August 28th, 2014: The beginning and end of the Hasheem Thabeet era: the former 2nd overall pick joined the Sixers, along with cash, for a protected second-round pick. Thabeet was immediately waved. So that answers the question: yes, Hasheem Thabeet is still alive. 

So there you have it, a roster that has the majority of its players in the bottom fifth of ESPN’s Player Rankings

Expect the Sixers to keep up the break-neck pace that lead them to lead the league in that category, at 101.6 possessions a game. They also topped the NBA with 9.3 steals per game, and remain the single greatest outlier in FiveThirtyEight’s theory of the hidden value of steals: stealing the ball in bunches doesn’t do much when you also have the worst turnover ratio in the NBA.

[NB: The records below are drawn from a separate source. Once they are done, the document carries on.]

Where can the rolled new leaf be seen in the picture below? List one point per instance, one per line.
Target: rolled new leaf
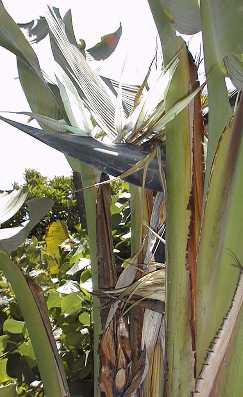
(113, 159)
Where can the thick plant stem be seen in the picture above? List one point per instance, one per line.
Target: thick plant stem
(47, 364)
(89, 178)
(137, 313)
(179, 353)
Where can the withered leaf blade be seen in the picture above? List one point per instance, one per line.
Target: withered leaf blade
(113, 159)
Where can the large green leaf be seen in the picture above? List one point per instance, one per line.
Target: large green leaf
(221, 238)
(30, 74)
(228, 47)
(8, 391)
(217, 90)
(114, 159)
(48, 363)
(180, 360)
(98, 98)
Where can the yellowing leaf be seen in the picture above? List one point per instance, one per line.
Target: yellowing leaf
(56, 235)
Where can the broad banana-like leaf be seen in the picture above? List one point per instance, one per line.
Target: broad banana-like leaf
(11, 238)
(176, 109)
(113, 159)
(57, 233)
(184, 15)
(228, 47)
(180, 329)
(98, 98)
(30, 74)
(10, 203)
(38, 29)
(77, 113)
(49, 363)
(217, 90)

The Sixers will play hard and fast under second-year coach and former Gregg Popovich assistant Brett Brown. But they are young and untalented, so expect poor play and a lack of discipline. 

If the Sixers don’t care about the on-court product this year, they do care about the court itself. If 3-D court projections don’t get you to come see Philadelphia’s newest D-League franchise, could I interest you in a phone call from the head coach

It’ll be easy and fun to mock the Sixers as they chase the first pick again. But the putrid on-court product will also lead to some fun for their journalists and bloggers as well. The gang over at Liberty Ballers have a Sixers intern giving them an inside scoop at the franchise without his employers’ knowledge, and a List of “Things That Have Existed Longer than the Sixers Rebuild,” which includes things like Cool Ranch Doritos Tacos and Blue Ivy Carter

So in a way, it’s working: while freeing cap space and acquiring draft picks like they’re going out of style won’t assure success, it gives you a better chance than being the mediocre team than Hinkie inherited. But this year, they’ll be bad, so, so very bad. Just the way he likes it.